Адвиаг в задумчивости водил пальцем по ободку чайной чашки.
– Расстрелы за пропаганду в войсках станут лишь полумерой. Уничтожать надо не агитаторов, а творцов пропангандируемых идей. Тогда агитаторам не с чем будет идти к народу.
– В первую очередь убирать надо стратегов, – возразил Пассер. – Именно они решают, когда, где и как воплощать созданные идеологами учения. Именно они делают их абстрактные идеи очень конкретной, а главное – успешной программой действия. Без стратегов все призывы идеологов канут в пустоту.
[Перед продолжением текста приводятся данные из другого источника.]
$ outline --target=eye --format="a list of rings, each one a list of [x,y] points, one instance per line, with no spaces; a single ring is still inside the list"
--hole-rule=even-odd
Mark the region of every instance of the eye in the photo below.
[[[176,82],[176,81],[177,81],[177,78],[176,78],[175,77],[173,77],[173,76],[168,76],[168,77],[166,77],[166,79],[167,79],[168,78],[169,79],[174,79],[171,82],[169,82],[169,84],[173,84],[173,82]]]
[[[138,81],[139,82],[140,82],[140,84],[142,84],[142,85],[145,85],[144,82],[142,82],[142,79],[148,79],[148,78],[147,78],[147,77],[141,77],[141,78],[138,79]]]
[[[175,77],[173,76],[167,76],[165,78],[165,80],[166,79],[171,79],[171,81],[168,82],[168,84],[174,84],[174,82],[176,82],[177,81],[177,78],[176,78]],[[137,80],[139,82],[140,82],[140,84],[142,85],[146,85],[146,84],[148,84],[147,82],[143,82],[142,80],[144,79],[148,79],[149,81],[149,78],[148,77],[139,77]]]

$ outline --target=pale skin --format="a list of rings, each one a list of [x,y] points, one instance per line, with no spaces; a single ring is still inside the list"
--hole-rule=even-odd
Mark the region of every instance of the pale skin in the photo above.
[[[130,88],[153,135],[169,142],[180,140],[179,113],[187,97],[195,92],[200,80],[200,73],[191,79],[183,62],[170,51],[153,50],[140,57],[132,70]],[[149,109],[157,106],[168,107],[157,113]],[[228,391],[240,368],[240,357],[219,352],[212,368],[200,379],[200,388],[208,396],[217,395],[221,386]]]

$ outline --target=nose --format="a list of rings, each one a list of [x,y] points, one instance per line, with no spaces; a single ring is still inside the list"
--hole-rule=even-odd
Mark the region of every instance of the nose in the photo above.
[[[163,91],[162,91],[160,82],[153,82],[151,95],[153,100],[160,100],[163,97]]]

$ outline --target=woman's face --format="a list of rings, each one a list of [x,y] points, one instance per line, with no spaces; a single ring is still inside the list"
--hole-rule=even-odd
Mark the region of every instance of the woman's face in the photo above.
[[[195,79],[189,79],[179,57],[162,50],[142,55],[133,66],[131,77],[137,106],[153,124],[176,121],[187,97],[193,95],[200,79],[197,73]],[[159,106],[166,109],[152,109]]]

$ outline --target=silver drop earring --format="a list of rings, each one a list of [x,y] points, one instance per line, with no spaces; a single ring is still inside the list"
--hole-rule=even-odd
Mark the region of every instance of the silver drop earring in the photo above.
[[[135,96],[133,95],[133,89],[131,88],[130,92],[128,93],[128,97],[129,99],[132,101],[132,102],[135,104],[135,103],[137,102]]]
Адвиаг досадливо прицвикнул уголком рта.
– Всё не так просто. Идеи имеют свойство притягивать людей, желающих, а главное, способных воплотить их в жизнь. Была бы идея, а стратег для неё сам отыщется. – Он вздохнул. – Хотя ты и прав, конечно. Избавляться необходимо и от идеологов, и от стратегов. К несчастью, прямых оснований для ареста у нас нет, к тому же многие из партийных вождей живут в эмиграции и выбирают страны, с которыми у Бенолии нет договора об экстрадиции. А физическое устранение – средство сомнительное, только на самый крайний случай. Как бы мы ни старались представить смерти идеологов и стратегов естественными, в это никто не поверит. Возмущение рядовых партийцев, а вслед за ними и обывателей начнётся мгновенно. К несчастью, мятежнические идеологи и стратеги пользуются у бенолийцев популярностью не меньшей, чем звёзды стереовидения. Рядовые агитаторы у центристов, да и во многих других партиях достаточно сообразительны и профессиональны, чтобы скоординировать действия и самостоятельно поднять бучу, как минимум, в одном секторе, если не в целом округе. И таких бунтующих секторов и округов сразу же будет не меньше десятка. А дальше – больше.
– Подобные стихийные выступления обречены на быструю гибель, – возразил Пассер. – Партийные вожди не зря стремятся к всеобщим стачкам. Если не в масштабах империи, то хотя бы целого материка. Одиночные мятежи безнадёжны.
– Всё верно говоришь, но сколько сил и средств уйдёт на их подавление? Бенолийская казна и так не богата, а длинная серия антибунтовщицких операций истощит её до абсолютного нуля. Или ты позабыл суммы внешнего и внутреннего долга? К тому же множественность стихийных выступлений легко приведёт к тому, что страна погрязнет в вечной гражданской войне без цели и смысла, где каждый будет сражаться против всех.